As with any medical treatment, these treatments have several adverse effects. One of the most common is irritation at the injection site for glatiramer acetate and the interferon treatments. Over time, a visible dent at the injection site, due to the local destruction of fat tissue, known as lipoatrophy, may develop. Interferons produce symptoms similar to influenza; some patients taking glatiramer experience a post-injection reaction manifested by flushing, chest tightness, heart palpitations, breathlessness, and anxiety, which usually lasts less than thirty minutes. More dangerous but much less common are liver damage from interferons, severe cardiotoxicity, infertility, and acute myeloid leukaemia of mitoxantrone, and the putative link between natalizumab and some cases of progressive multifocal leukoencephalopathy.
Management of the effects of MS
Disease-modifying treatments reduce the progression rate of the disease, but do not stop it. As multiple sclerosis progresses, the symptomatology tends to increase. The disease is associated with a variety of symptoms and functional deficits that result in a range of progressive impairments and disability. Management of these deficits is therefore very important. Both drug therapy and neurorehabilitation have shown to ease the burden of some symptoms, though neither influences disease progression. Some symptoms have a good response to medication, such as unstable bladder and spasticity, while management of many others is much more complicated. As for any patient with neurologic deficits, a multidisciplinary approach is key to improving quality of life; however, there are particular difficulties in specifying a ‘core team’ because people with MS may need help from almost any health profession or service at some point. Multidisciplinary rehabilitation programmes increase activity and participation of patients but do not influence impairment level.
Alternative treatments
As with most chronic diseases, alternative treatments are pursued by some patients, despite the shortage of supporting, comparable, replicated scientific study. Examples are dietary regimens, herbal medicine, including the use of medical cannabis, and hyperbaric oxygenation.
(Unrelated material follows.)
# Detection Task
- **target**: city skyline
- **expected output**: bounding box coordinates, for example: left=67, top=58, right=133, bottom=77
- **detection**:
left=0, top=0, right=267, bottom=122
The prognosis (the expected future course of the disease) for a person with multiple sclerosis depends on the subtype of the disease; the individual's sex, age, and initial symptoms; and the degree of disability the person experiences. The disease evolves and advances over decades, 30 being the mean years to death since onset.
Female sex, relapsing-remitting subtype, optic neuritis or sensory symptoms at onset, few attacks in the initial years and especially early age at onset, are associated with a better course.
The life expectancy of people with MS is 5 to 10 years lower to that of unaffected people. Almost 40% of patients reach the seventh decade of life. Nevertheless, two thirds of the deaths in people with MS are directly related to the consequences of the disease. Suicide is also a much more important risk of death than in the healthy population, while infections and complications are specially hazardous for the more disabled ones.
Although most patients lose the ability to walk prior to death, 90% are still capable of independent walking at 10 years from onset, and 75% at 15 years.